Dalam sambutannya, Rektor Unesa, Prof. Dr. Nurhasan, M.Kes. (Cak Hasan), mengingatkan pentingnya memahami pergerakan zaman yang serbacepat. Menurutnya, disrupsi teknologi menuntut para alumni untuk tidak pernah berhenti belajar agar mampu menjawab kebutuhan dunia kerja.
Cak Hasan menyampaikan tiga pesan utama yang harus dipegang teguh oleh para lulusan. Pertama, menjadi pribadi yang Unggul dan Tangguh. Unggul tidak hanya dicerminkan oleh tingginya IPK, melainkan dari sikap dan pola pikir.
“Tangguh itu artinya tidak mudah menyerah. Jadikan kegagalan sebagai proses untuk bertumbuh menjadi pribadi yang kompeten, berintegritas, serta bermanfaat bagi bangsa dan negara,” ujar Cak Hasan.
Kedua, menjadi Pembelajar Adaptif. Lulusan harus terus belajar agar tidak tergerus perubahan serta mampu mengembangkan apa yang diperolehnya selama kuliah, sehingga dirasakan manfaatnya oleh masyarakat.
“Wisuda adalah tanda berakhirnya masa dan tuntutan studi. Bukan tanda berakhirnya proses belajar. Justru setelah wisuda, proses belajar harus terus dilanjutkan dan ditingkatkan,” ucap guru besar Fakultas Ilmu Keolahragaan dan Kesehatan (FIKK) itu.

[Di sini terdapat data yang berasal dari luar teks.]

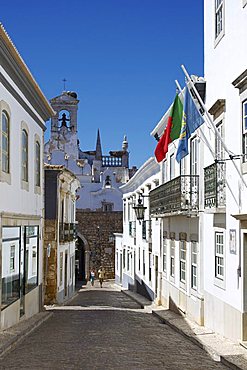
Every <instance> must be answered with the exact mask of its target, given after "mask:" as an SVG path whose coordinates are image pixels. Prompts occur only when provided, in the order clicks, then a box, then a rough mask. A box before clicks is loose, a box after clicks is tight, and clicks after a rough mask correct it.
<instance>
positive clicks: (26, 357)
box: [0, 285, 227, 370]
mask: <svg viewBox="0 0 247 370" xmlns="http://www.w3.org/2000/svg"><path fill="white" fill-rule="evenodd" d="M53 312H54V313H53V315H52V317H51V318H50V319H48V320H47V321H46V322H44V323H43V324H42V325H41V326H40V327H39V328H37V329H36V330H35V331H33V332H32V333H31V334H30V335H29V336H27V337H26V338H25V339H23V341H22V342H20V343H19V344H17V345H16V347H14V348H13V349H12V350H11V351H9V352H7V353H6V354H5V356H4V357H3V358H2V359H0V369H32V370H36V369H51V370H55V369H82V370H96V369H97V370H108V369H111V370H113V369H114V370H115V369H116V370H122V369H124V370H127V369H128V370H139V369H140V370H155V369H168V370H175V369H176V370H177V369H179V370H187V369H188V370H204V369H207V370H210V369H227V368H226V367H225V366H223V365H222V364H220V363H217V362H214V361H213V360H212V359H211V358H210V357H209V355H208V354H207V353H205V352H204V351H203V350H202V349H200V348H199V347H197V346H196V345H194V344H193V343H191V342H190V341H188V340H187V339H186V338H185V337H183V336H181V335H180V334H178V333H177V332H174V331H173V330H172V329H171V328H170V327H168V326H166V325H164V324H161V323H159V321H158V320H157V319H156V318H155V317H154V316H152V314H151V313H147V312H146V311H145V310H142V309H140V308H139V306H138V304H136V303H135V302H133V301H132V300H131V299H130V298H129V297H127V296H126V295H124V294H123V293H121V292H120V291H117V290H114V289H112V287H111V286H110V285H108V286H107V285H105V288H104V287H103V289H98V288H97V287H95V288H92V289H91V288H89V287H83V289H82V290H81V291H80V292H79V294H78V295H77V296H76V297H75V298H74V299H73V300H72V301H71V302H70V303H69V304H68V305H66V306H63V307H59V308H56V307H55V309H54V311H53Z"/></svg>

Ketiga, Menguasai Kompetensi Global dengan tetap mengakar pada karakter dan nilai luhur bangsa. Cak Hasan percaya lulusan Unesa mampu bersaing di kancah internasional tanpa kehilangan jati diri bangsa Indonesia.

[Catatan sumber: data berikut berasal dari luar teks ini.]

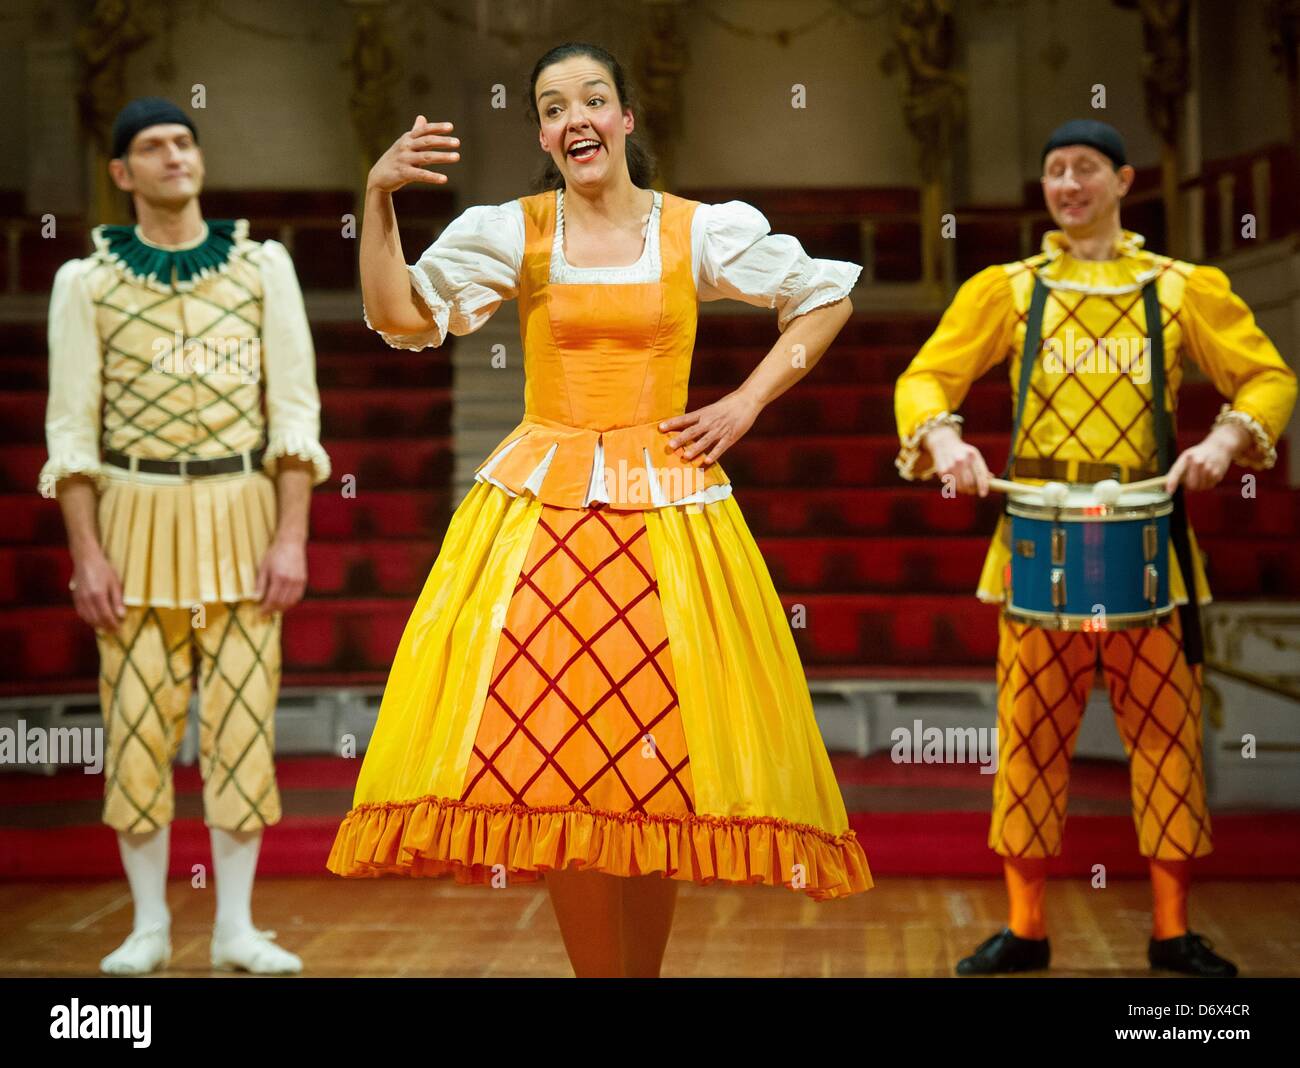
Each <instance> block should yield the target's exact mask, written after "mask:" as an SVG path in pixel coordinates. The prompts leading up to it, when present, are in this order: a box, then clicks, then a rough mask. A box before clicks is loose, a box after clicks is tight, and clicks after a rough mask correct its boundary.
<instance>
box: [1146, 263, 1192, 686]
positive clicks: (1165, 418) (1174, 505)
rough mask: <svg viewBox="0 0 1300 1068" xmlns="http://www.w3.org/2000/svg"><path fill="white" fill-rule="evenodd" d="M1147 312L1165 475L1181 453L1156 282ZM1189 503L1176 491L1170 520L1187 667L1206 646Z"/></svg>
mask: <svg viewBox="0 0 1300 1068" xmlns="http://www.w3.org/2000/svg"><path fill="white" fill-rule="evenodd" d="M1141 296H1143V304H1144V307H1145V312H1147V337H1148V338H1151V364H1152V366H1151V390H1152V398H1151V399H1152V412H1153V414H1154V417H1156V455H1157V464H1158V466H1157V470H1158V472H1160V473H1161V474H1165V473H1166V472H1167V470H1169V468H1170V465H1171V464H1173V460H1174V457H1175V456H1177V453H1178V442H1177V440H1175V438H1174V427H1173V426H1171V421H1170V418H1169V408H1167V407H1166V403H1165V322H1164V318H1162V316H1161V313H1160V294H1158V292H1157V290H1156V279H1154V278H1153V279H1152V281H1151V282H1148V283H1147V285H1145V286H1143V291H1141ZM1187 531H1188V526H1187V500H1186V498H1184V495H1183V487H1182V486H1179V487H1178V489H1177V490H1175V491H1174V512H1173V515H1171V516H1170V517H1169V537H1170V540H1171V542H1173V543H1174V555H1175V556H1177V557H1178V566H1179V569H1180V570H1182V572H1183V585H1184V586H1186V587H1187V604H1179V605H1178V615H1179V618H1180V620H1182V624H1183V654H1184V656H1186V657H1187V663H1188V664H1200V663H1203V661H1204V660H1205V642H1204V637H1203V635H1201V611H1200V604H1199V603H1197V600H1196V569H1195V566H1193V560H1192V542H1191V538H1190V537H1188V533H1187Z"/></svg>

“Tunjukkan kepada dunia bahwa lulusan Unesa tidak hanya cakap secara intelektual, tetapi juga tangguh, adaptif, inovatif, dan mampu memberikan kontribusi bagi masyarakat, bahkan dunia. Jangan berhenti belajar, terus berkarya, dan berikan manfaat,” pesannya.
Seusai acara wisuda, Cak Hasan kembali menjelaskan bahwa di tengah ketidakpastian global dan situasi geopolitik yang penuh tantangan, Unesa telah menyiapkan langkah strategis bagi para lulusan melalui penguatan sertifikasi pendamping ijazah.

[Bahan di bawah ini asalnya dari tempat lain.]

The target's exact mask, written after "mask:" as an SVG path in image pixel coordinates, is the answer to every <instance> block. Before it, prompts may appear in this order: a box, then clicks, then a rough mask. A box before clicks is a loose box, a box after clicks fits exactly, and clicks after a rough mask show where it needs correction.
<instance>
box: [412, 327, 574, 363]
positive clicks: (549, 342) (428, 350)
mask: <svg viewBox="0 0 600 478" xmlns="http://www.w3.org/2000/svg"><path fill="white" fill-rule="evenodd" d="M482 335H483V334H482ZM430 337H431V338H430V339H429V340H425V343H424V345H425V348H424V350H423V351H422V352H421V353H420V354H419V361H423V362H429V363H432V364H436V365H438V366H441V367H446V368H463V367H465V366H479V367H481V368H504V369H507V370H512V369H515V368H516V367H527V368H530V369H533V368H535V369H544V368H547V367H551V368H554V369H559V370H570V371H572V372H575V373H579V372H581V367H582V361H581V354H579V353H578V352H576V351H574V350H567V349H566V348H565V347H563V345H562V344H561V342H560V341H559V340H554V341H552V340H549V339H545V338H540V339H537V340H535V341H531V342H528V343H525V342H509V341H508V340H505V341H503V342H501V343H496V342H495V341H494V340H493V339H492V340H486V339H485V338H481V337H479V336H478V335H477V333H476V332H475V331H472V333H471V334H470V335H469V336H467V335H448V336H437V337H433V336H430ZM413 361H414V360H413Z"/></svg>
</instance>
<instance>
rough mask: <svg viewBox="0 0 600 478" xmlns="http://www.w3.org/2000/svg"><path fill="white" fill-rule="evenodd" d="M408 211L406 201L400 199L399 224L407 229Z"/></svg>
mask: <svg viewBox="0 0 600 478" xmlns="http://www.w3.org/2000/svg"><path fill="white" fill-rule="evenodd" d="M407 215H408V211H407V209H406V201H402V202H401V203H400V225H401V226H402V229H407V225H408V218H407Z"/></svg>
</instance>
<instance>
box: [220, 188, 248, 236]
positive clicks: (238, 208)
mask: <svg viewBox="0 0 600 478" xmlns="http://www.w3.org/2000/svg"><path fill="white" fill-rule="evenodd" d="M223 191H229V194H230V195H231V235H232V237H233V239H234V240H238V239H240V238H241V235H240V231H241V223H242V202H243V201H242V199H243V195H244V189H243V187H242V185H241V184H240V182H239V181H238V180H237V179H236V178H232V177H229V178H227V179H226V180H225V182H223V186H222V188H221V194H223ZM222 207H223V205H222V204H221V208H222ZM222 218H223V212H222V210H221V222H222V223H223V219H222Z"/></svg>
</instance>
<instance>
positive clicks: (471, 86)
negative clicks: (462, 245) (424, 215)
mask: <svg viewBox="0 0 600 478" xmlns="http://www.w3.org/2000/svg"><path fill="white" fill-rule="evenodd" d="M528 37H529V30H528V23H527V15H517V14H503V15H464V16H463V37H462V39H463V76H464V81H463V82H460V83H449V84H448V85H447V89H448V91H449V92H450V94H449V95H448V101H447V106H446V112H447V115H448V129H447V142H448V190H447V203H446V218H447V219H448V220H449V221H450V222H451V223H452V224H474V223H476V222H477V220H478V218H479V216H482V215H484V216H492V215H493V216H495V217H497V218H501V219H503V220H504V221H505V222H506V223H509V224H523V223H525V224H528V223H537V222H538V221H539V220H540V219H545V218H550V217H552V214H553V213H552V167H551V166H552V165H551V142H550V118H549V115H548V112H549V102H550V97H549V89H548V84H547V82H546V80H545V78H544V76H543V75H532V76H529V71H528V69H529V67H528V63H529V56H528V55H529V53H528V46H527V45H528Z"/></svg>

“Sertifikasi ini disiapkan agar setelah keluar dari kampus, para lulusan mampu menghadapi dinamika di industri dan berbagai lembaga pengguna lulusan. Kami ingin memastikan alumni Unesa hadir sebagai SDM yang tangguh, adaptif, serta selalu mampu mencari solusi di tengah percepatan era digital,” tegasnya .
Senada dengan Rektor, Wakil Rektor 1 Bidang Akademik, Kemahasiswaan, dan Alumni, Prof. Dr. Martadi, M.Sn., menuturkan bahwa dengan bekal yang didapat selama kuliah, baik di dalam maupun di luar kampus, lulusan Unesa sudah sangat siap berkarya di dunia kerja.
“Kualitas akademik Unesa terus kami tingkatkan, sehingga peluang kerja tidak datang setelah lulus, tetapi terbuka bahkan sebelum wisuda. Sudah ada mahasiswa yang magang lalu langsung ditawar perusahaan untuk bekerja. Kesempatan itu yang terus kami tingkatkan melalui penguatan akademik, jejaring, dan kolaborasi yang berdampak,” ucapnya.